结果:发现CyclinA1(CCNA1)在骨质疏松患者血清和骨质疏松模型细胞中显著上调,这符合生物信息学分析。DEX处理抑制MC3T3-E1细胞成骨分化能力,表现为茜素红染色强度降低,ALP染色强度,和ALP的表达水平,OCN,OPN,Osterix,和BMP2。抑制CCNA1对成骨的调节作用与DEX相反。然后,京都基因和基因组百科全书(KEGG)分析表明,与CCNA1负相关的基因在TGF-β信号通路中富集。TGF-β信号通路抑制剂部分逆转CCNA1抑制诱导的成骨作用.此外,抑制CCNA1减轻OVX小鼠体内骨量。
结论:CCNA1下调可激活TGF-β信号通路,促进骨形成,从而起到治疗骨质疏松症的作用。

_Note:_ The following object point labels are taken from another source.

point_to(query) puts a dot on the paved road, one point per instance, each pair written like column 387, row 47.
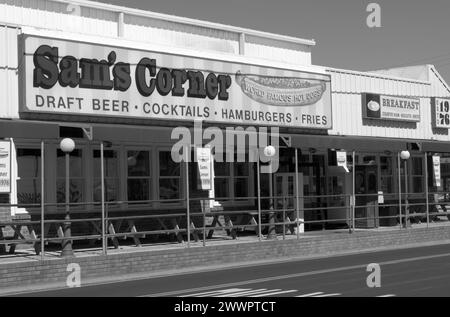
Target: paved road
column 423, row 271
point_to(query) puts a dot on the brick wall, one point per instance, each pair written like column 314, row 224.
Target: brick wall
column 53, row 272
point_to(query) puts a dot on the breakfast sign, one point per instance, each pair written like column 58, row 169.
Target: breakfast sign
column 391, row 108
column 5, row 166
column 73, row 78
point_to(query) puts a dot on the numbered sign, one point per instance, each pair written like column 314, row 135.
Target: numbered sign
column 441, row 113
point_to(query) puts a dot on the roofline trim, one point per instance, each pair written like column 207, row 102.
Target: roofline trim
column 188, row 21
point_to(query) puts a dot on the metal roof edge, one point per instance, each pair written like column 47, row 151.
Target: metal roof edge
column 376, row 75
column 187, row 21
column 172, row 50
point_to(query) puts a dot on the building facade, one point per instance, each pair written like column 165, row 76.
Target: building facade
column 120, row 81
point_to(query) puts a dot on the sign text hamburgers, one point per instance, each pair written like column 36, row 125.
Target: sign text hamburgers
column 97, row 81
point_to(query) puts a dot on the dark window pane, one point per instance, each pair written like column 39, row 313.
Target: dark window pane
column 417, row 184
column 417, row 166
column 138, row 163
column 110, row 162
column 76, row 190
column 29, row 191
column 75, row 164
column 241, row 187
column 111, row 190
column 221, row 169
column 241, row 169
column 167, row 167
column 169, row 188
column 221, row 187
column 29, row 162
column 138, row 189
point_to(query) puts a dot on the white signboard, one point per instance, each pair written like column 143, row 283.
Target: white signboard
column 437, row 170
column 204, row 167
column 5, row 167
column 341, row 158
column 441, row 115
column 391, row 108
column 73, row 78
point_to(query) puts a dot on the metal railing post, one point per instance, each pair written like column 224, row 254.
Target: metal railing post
column 102, row 176
column 353, row 198
column 426, row 190
column 399, row 189
column 188, row 220
column 297, row 201
column 258, row 174
column 42, row 202
column 284, row 218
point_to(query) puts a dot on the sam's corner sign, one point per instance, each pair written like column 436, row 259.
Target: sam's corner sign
column 393, row 108
column 67, row 77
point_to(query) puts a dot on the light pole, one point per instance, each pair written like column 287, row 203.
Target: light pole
column 270, row 151
column 67, row 145
column 405, row 155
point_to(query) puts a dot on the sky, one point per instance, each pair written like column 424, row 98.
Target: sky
column 412, row 32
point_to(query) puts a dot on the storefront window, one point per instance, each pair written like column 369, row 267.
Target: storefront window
column 169, row 177
column 138, row 175
column 232, row 179
column 29, row 176
column 76, row 179
column 241, row 174
column 222, row 179
column 387, row 174
column 111, row 170
column 417, row 177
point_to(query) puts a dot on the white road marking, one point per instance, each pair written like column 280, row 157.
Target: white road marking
column 328, row 295
column 216, row 292
column 245, row 293
column 310, row 294
column 275, row 292
column 295, row 275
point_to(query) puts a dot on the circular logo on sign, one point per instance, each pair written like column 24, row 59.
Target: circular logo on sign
column 373, row 106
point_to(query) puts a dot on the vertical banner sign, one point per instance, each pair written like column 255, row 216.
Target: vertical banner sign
column 441, row 113
column 5, row 167
column 437, row 170
column 97, row 81
column 204, row 167
column 341, row 158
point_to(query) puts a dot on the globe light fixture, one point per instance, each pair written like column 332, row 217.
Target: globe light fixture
column 270, row 151
column 405, row 155
column 67, row 145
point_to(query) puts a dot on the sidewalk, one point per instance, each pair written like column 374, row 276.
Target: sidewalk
column 28, row 272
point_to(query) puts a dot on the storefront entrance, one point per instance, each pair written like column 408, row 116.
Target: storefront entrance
column 285, row 193
column 366, row 197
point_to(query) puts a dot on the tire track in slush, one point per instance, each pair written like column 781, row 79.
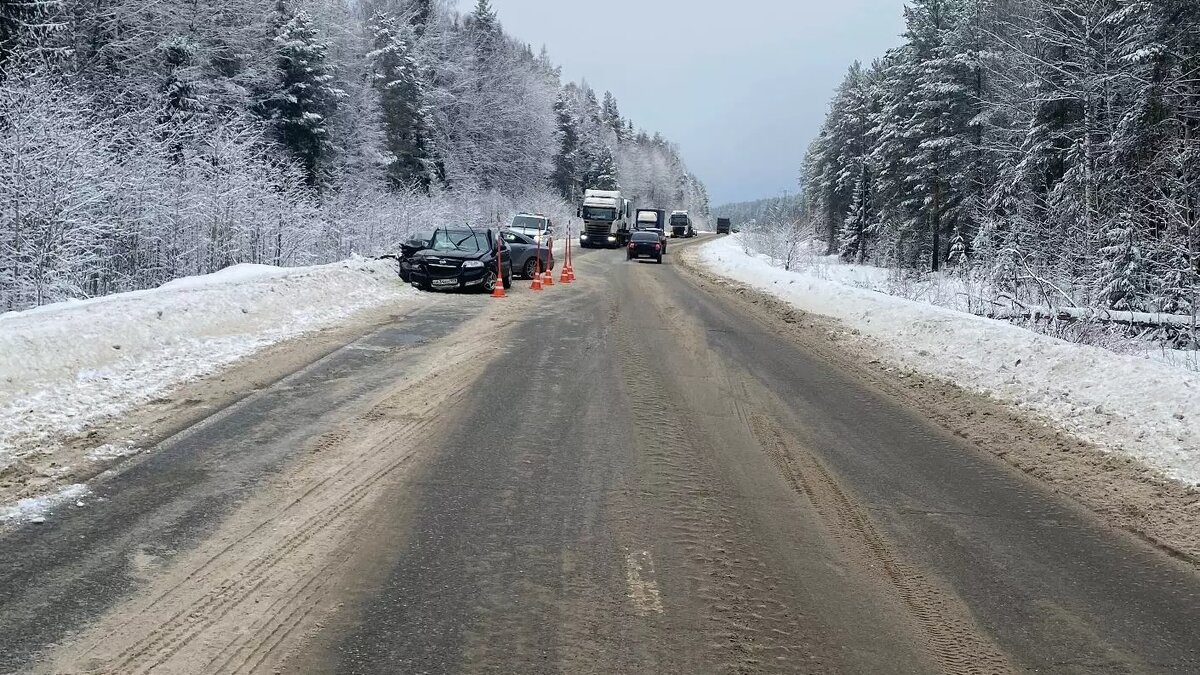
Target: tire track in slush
column 747, row 627
column 949, row 635
column 241, row 572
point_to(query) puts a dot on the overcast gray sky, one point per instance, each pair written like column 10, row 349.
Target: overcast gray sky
column 741, row 85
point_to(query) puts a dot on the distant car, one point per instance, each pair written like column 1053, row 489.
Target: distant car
column 535, row 226
column 407, row 250
column 660, row 232
column 526, row 252
column 460, row 258
column 645, row 243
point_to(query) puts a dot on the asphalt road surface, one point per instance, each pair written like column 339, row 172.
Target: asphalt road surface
column 634, row 473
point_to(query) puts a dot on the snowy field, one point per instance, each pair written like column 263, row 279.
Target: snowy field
column 69, row 365
column 1122, row 402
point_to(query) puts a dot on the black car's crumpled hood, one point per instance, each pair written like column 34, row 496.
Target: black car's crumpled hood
column 450, row 255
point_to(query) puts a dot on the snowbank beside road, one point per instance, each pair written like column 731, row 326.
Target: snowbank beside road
column 1126, row 404
column 67, row 365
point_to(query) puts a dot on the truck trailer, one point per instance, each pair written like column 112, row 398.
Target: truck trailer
column 651, row 219
column 681, row 225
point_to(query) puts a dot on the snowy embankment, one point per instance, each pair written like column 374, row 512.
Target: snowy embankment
column 69, row 365
column 1121, row 402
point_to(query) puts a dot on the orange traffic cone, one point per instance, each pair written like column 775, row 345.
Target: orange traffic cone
column 568, row 269
column 498, row 291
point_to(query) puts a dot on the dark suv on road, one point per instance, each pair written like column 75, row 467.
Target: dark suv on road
column 645, row 243
column 460, row 260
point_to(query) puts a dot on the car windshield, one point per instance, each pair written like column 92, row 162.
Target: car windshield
column 460, row 240
column 531, row 222
column 599, row 213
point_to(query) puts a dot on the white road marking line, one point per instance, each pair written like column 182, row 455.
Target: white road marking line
column 643, row 590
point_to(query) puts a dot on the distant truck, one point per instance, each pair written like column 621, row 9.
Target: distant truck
column 681, row 225
column 655, row 220
column 605, row 219
column 651, row 219
column 537, row 226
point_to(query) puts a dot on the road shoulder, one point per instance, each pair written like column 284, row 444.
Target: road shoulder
column 1123, row 493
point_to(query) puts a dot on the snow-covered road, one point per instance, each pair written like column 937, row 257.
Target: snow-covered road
column 67, row 366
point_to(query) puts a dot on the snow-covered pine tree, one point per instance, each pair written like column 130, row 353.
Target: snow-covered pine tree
column 402, row 101
column 305, row 96
column 603, row 172
column 611, row 115
column 25, row 30
column 567, row 160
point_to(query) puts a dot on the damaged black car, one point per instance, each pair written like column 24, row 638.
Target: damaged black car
column 460, row 258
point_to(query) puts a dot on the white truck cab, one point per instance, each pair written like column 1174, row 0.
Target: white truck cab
column 605, row 219
column 535, row 226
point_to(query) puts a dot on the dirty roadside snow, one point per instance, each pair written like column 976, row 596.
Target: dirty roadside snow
column 1123, row 404
column 70, row 365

方法:通过分析微阵列图谱GSE100609鉴定骨质疏松症中的异常表达基因。收集骨质疏松患者和正常组的血清标本,通过实时定量聚合酶链反应(qRT-PCR)检测候选基因的mRNA表达。用地塞米松(DEX)处理小鼠颅骨成骨细胞MC3T3-E1细胞以体外模拟骨质疏松症。采用茜素红染色和碱性磷酸酶(ALP)染色相结合的方法测定MC3T3-E1细胞的基质矿化沉积。同时,成骨相关基因包括碱性磷酸酶(ALP)的表达,骨钙蛋白(OCN),骨桥蛋白(OPN),Osterix,通过qRT-PCR和Western印迹方法评估骨形态发生蛋白2(BMP2)。然后研究了候选基因对调节卵巢切除术(OVX)引起的骨质流失的影响。
结果:发现CyclinA1(CCNA1)在骨质疏松患者血清和骨质疏松模型细胞中显著上调,这符合生物信息学分析。DEX处理抑制MC3T3-E1细胞成骨分化能力,表现为茜素红染色强度降低,ALP染色强度,和ALP的表达水平,OCN,OPN,Osterix,和BMP2。抑制CCNA1对成骨的调节作用与DEX相反。然后,京都基因和基因组百科全书(KEGG)分析表明,与CCNA1负相关的基因在TGF-β信号通路中富集。TGF-β信号通路抑制剂部分逆转CCNA1抑制诱导的成骨作用.此外,抑制CCNA1减轻OVX小鼠体内骨量。
结论:CCNA1下调可激活TGF-β信号通路,促进骨形成,从而起到治疗骨质疏松症的作用。